Interaksi digital tidak pernah bisa dihindarkan, karena dapat memberikan berbagai peluang yang menjanjikan. Namun, tak jarang juga ada yang terjerumus. Dengan kata lain, diperlukan pemahaman tentang etika bermedia agar dapat bersosial media dengan bijak,” Media sosial saat ini penuh dengan kebencian berdasarkan SARA, dan konten-konten negatif lainnya. Sehingga, membuat masyarakat kian kebingungan untuk mengurai media mana yang harus dipercaya,” kata Islam K Rouby, PR Specialist dan Public Speaking saat menjadi pembicara di acara media literasi milik Atensi.co yang berlangsung secara virtual, Selasa (22/11/2020).

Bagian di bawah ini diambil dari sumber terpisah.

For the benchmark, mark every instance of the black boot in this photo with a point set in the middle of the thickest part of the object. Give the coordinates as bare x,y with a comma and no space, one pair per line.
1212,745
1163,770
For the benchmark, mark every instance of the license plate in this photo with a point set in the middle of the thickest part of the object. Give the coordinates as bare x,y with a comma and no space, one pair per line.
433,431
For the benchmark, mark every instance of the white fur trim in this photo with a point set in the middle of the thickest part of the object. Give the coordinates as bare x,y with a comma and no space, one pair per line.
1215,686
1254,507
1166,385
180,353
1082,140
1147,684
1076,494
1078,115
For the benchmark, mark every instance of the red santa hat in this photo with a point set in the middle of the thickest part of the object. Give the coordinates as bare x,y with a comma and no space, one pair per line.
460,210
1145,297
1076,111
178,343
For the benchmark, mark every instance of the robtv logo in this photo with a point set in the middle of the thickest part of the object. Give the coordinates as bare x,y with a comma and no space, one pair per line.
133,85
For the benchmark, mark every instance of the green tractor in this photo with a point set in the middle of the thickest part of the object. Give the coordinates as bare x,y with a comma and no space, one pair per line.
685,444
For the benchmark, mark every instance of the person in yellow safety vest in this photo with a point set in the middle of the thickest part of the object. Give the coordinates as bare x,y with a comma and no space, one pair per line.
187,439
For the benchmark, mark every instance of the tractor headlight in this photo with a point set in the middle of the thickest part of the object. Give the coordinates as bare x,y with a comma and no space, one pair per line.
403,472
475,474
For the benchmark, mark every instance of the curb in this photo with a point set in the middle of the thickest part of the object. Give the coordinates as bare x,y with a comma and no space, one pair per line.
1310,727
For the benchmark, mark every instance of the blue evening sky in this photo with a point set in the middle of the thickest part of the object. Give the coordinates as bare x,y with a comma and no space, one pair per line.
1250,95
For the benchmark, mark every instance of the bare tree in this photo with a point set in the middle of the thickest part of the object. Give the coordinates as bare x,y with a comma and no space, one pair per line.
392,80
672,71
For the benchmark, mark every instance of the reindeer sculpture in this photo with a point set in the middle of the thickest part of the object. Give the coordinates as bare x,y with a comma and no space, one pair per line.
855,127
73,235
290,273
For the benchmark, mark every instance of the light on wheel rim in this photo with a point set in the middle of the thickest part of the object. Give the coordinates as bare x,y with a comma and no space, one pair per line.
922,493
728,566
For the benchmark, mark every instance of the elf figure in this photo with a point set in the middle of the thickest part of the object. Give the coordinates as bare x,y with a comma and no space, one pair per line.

Di acara bertajuk “The Global Movement for Media Literacy” ini, mengenalkan apa yang dimaksud dengan literasi media sebagai kemampuan setiap individu untuk memahami, menganalisis, dan mendekonstruksi pencitraan media. Hal ini ditujukan agar audience tidak terjebak pada berita palsu atau fake news.

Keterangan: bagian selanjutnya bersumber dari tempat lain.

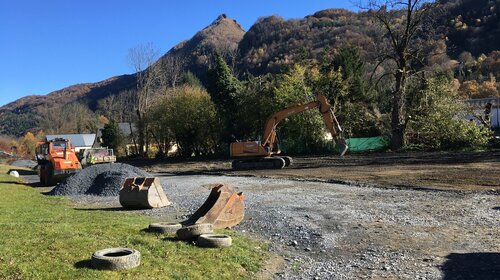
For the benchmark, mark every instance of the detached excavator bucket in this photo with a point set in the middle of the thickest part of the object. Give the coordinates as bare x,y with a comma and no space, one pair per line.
224,208
143,192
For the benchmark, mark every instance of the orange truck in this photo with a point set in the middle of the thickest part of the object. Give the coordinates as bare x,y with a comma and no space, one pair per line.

“Masih banyak anak muda yang kurang memiliki keterampilan untuk membedakan antara informasi yang bisa diandalkan dan menyesatkan, banyak dari mereka yang terjebak atas tampilan grafik yang dinilai professional, padahal itu bukan dari sumber yang kredibel,” katanya.
Co-founder & Executive Strategic Director, Reimagining Society Columnist, The New Age Talebur Islam Rupom menambahkan bahwa di tengah arus deras informasi yang diterima masyarakat, penting membangun kecerdasan dalam memilih media secara selektif. “Untuk mengefektifkannya masyarakat harus bersinergi dengan pihak-pihak berkompeten lainnya seperti: pemerintah, LSM dan pers agar suatu informasi dapat menjadi rujukan apakah layak dipercaya atau tidak,” pungkasnya.